TC 3-22.9 states that stability ‘is provided through four functions: support, muscle relaxation, natural point of aim, and recoil management. These functions provide the Soldier the means to best stabilize the weapon during the engagement process.’
Support is provided either by the Paratrooper’s body (natural means), or by artificial means (e.g. a tripod) Either of these will work, what the paratrooper needs to take into consideration when employing these forms of support is how much time they have to assume the position, and how stable a platform that natural or artificial support provides.

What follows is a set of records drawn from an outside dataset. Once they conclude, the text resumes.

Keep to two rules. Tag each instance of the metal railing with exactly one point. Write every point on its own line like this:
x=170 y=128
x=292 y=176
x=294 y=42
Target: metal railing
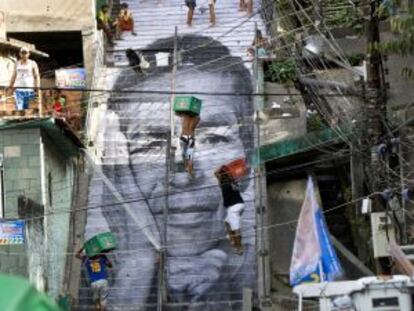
x=99 y=63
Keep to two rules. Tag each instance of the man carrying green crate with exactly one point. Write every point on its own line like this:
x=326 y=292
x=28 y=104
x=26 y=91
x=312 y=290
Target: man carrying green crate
x=96 y=267
x=188 y=108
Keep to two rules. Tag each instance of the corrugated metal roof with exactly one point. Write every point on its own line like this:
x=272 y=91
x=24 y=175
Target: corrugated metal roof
x=301 y=144
x=10 y=45
x=57 y=129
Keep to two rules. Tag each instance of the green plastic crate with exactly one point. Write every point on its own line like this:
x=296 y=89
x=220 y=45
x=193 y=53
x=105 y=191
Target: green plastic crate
x=100 y=243
x=187 y=104
x=17 y=294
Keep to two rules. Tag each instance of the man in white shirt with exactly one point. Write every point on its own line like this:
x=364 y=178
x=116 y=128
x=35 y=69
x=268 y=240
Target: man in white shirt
x=26 y=80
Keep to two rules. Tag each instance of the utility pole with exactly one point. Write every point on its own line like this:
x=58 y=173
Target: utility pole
x=169 y=162
x=162 y=288
x=260 y=193
x=375 y=107
x=173 y=83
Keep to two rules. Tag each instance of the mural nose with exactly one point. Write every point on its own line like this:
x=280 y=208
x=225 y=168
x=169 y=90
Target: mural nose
x=183 y=179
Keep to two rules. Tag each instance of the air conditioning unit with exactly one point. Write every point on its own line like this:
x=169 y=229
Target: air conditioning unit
x=383 y=233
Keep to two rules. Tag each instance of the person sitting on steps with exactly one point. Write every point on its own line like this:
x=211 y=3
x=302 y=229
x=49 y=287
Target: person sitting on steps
x=125 y=20
x=106 y=24
x=187 y=140
x=246 y=5
x=234 y=204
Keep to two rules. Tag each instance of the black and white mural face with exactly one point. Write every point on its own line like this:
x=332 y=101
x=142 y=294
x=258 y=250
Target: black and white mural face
x=202 y=271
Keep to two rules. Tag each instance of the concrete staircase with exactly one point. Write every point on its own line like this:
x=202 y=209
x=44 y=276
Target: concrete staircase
x=202 y=271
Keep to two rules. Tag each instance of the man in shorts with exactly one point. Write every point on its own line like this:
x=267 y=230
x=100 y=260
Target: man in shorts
x=96 y=268
x=234 y=205
x=191 y=4
x=26 y=79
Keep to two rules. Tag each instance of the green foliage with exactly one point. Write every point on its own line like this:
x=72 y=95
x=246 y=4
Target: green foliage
x=403 y=43
x=315 y=122
x=281 y=72
x=347 y=17
x=355 y=59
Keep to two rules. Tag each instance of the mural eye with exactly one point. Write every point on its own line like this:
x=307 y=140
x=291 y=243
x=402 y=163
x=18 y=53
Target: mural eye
x=215 y=139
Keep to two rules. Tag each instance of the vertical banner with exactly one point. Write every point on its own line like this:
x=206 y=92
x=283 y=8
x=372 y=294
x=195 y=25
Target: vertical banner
x=314 y=256
x=12 y=232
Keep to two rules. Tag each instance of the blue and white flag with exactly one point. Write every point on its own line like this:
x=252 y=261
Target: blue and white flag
x=313 y=250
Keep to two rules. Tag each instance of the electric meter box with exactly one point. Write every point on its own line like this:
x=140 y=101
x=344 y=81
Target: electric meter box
x=382 y=234
x=383 y=296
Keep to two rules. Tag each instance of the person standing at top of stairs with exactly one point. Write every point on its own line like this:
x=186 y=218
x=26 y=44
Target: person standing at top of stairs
x=125 y=20
x=191 y=4
x=234 y=204
x=246 y=5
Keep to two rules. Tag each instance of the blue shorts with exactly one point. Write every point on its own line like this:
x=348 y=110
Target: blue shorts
x=190 y=3
x=23 y=98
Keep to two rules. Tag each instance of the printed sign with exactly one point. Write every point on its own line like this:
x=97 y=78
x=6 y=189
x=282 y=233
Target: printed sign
x=2 y=25
x=12 y=232
x=74 y=78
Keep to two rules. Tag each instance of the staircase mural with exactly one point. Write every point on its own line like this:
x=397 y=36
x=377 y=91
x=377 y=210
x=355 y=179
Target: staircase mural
x=202 y=272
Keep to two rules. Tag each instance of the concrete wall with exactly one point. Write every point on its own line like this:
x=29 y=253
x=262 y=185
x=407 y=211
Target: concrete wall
x=20 y=149
x=43 y=257
x=59 y=185
x=53 y=16
x=285 y=200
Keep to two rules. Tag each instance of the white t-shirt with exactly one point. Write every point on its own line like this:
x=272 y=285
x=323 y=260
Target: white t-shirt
x=25 y=74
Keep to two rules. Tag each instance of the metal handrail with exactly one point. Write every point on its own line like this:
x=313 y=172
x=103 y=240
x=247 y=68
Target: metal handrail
x=99 y=63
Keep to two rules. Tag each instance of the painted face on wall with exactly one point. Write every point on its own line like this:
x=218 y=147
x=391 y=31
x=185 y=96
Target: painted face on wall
x=200 y=264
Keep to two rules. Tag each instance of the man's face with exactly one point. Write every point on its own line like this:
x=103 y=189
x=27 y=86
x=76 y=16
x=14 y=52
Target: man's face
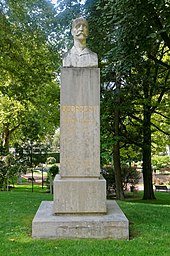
x=80 y=30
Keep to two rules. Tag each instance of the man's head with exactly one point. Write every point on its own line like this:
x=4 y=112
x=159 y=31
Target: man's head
x=80 y=29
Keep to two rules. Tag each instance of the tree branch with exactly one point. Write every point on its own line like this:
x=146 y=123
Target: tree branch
x=167 y=133
x=158 y=61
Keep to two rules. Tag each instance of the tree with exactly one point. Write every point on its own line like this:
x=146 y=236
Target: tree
x=134 y=44
x=29 y=60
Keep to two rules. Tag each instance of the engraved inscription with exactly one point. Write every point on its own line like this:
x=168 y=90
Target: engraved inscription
x=77 y=108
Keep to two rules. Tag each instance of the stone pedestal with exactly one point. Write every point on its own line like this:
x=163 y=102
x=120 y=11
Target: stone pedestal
x=113 y=225
x=79 y=189
x=80 y=209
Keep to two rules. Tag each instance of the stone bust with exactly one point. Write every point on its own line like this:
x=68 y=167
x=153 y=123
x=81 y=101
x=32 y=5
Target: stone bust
x=79 y=55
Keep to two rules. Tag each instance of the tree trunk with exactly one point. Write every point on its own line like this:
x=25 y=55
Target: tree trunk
x=117 y=171
x=116 y=151
x=147 y=168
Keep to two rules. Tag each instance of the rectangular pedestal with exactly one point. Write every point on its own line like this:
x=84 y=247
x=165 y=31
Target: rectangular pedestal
x=113 y=225
x=80 y=122
x=79 y=195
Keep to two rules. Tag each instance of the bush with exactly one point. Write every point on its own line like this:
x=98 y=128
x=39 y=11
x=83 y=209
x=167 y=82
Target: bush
x=51 y=160
x=129 y=176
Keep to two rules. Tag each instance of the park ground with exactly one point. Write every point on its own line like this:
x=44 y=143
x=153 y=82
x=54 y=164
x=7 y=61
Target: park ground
x=149 y=227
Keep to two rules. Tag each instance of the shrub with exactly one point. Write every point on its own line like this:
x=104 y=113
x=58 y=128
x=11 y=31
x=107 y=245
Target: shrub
x=129 y=176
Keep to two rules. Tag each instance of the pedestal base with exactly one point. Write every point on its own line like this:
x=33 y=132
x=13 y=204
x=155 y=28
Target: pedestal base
x=113 y=225
x=79 y=195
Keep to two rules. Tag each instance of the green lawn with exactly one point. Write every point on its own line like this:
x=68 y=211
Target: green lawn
x=149 y=228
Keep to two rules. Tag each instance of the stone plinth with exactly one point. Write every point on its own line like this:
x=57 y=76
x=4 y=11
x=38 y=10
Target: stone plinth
x=113 y=225
x=79 y=195
x=80 y=122
x=79 y=188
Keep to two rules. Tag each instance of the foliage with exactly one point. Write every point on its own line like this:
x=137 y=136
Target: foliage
x=51 y=160
x=129 y=175
x=160 y=162
x=29 y=92
x=134 y=53
x=53 y=170
x=10 y=167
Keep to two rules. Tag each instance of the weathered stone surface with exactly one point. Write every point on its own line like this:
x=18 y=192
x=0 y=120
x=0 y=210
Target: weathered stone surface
x=81 y=195
x=80 y=122
x=113 y=225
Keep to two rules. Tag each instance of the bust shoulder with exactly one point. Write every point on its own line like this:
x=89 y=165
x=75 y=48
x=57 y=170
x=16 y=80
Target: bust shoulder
x=80 y=58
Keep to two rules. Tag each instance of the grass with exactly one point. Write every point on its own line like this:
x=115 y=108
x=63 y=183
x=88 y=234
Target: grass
x=149 y=228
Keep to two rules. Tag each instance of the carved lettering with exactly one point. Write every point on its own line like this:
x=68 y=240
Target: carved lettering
x=77 y=108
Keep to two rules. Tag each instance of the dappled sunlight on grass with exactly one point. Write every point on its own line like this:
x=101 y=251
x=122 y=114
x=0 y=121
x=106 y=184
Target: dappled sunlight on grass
x=149 y=228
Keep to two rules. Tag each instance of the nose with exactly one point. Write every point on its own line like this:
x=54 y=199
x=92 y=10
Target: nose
x=81 y=27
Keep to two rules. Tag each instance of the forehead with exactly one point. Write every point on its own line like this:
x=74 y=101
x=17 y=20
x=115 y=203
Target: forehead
x=80 y=22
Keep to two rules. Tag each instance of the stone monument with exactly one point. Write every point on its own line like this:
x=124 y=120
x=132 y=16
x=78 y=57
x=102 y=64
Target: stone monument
x=80 y=208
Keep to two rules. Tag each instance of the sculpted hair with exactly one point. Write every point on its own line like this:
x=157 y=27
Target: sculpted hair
x=81 y=19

When assuming a position, the paratrooper will work out a pre-shot routine as a part of their shot process. This is recommended when you have the time to take a well-aimed shot, or when you are zeroing. The Paratrooper should have a defined start point (e.g. starting at the non-firing hand or the feet) and work their way from front to rear (or vice versa) so that they achieve a solid functional position. If this technique does not work for the paratrooper, they should develop their own process for thinking through getting into a steady position. The point is, they need to have a thought out process for assuming a position, not just flopping on the ground.
The paratrooper should assume a position that they do not have to maintain by muscular force. The muscles should be (generally) relaxed as much as possible to prevent muscle fatigue and shaking.
Natural Point of Aim is the point the barrel naturally goes to when the Paratrooper’s muscles are relaxed, and support is achieved for the weapon. The lower to the ground the Paratrooper is, generally the more stable the position will be. In any position but the prone supported, there is a noticeable wobble area induced by lack of stability. This wobble area is where the Paratroopers’ sights oscillate around and through the Natural Point of Aim. If the Paratrooper’s wobble area is large, they need to adjust their position to reduce the overall size of the wobble area to increase the probability of hit on their target.
To check where their Natural Point of Aim is at, the paratrooper should assume a supported position and achieve the natural respiratory pause in their breathing. The Paratrooper will then close their eyes, and go through a breathing cycle, then when they are on the natural respiratory pause again, open their eyes. If their reticle (or front sight post) is off their point of aim, the paratrooper will make small adjustments to their position to get their point of aim back on the Natural Point of Aim. The Paratrooper continues this process until the Natural Point of aim is on the point of aim when they open their eyes after their respiratory cycle.
The final thing the Paratrooper focuses on is managing their recoil. This is accomplished by the Paratrooper assuming and maintaining a stable firing position. If done correctly, the Paratrooper’s sights will rapidly return to the target allowing for follow on shots (if needed) into the target.
If the Paratrooper focuses on this throughout the pre-shot, shot, and post-shot process, they will have a stabilized platform to fire from. A good rule of thumb for paratroopers to remember is the more contact their body has with the ground, the more stable their position will be. The amount of contact they have with the ground is driven by the situation they are in and tactics required to win the fight.
The most important thing for Paratroopers to remember is that they have to practice these positions frequently in order to know where their natural point of aim is for any particular position. Dry fire should be done in the kit that the paratrooper usually wears on a regular basis so that they get an idea of the restrictive nature of their equipment. This also leads to the paratrooper being able to transfer between positions and master stability under optimal conditions efficiently, so that when the variables of battlefield calculus are introduced, the paratrooper can rely on the ‘muscle memory’ they have built through multiple repetitions of creating a stable position.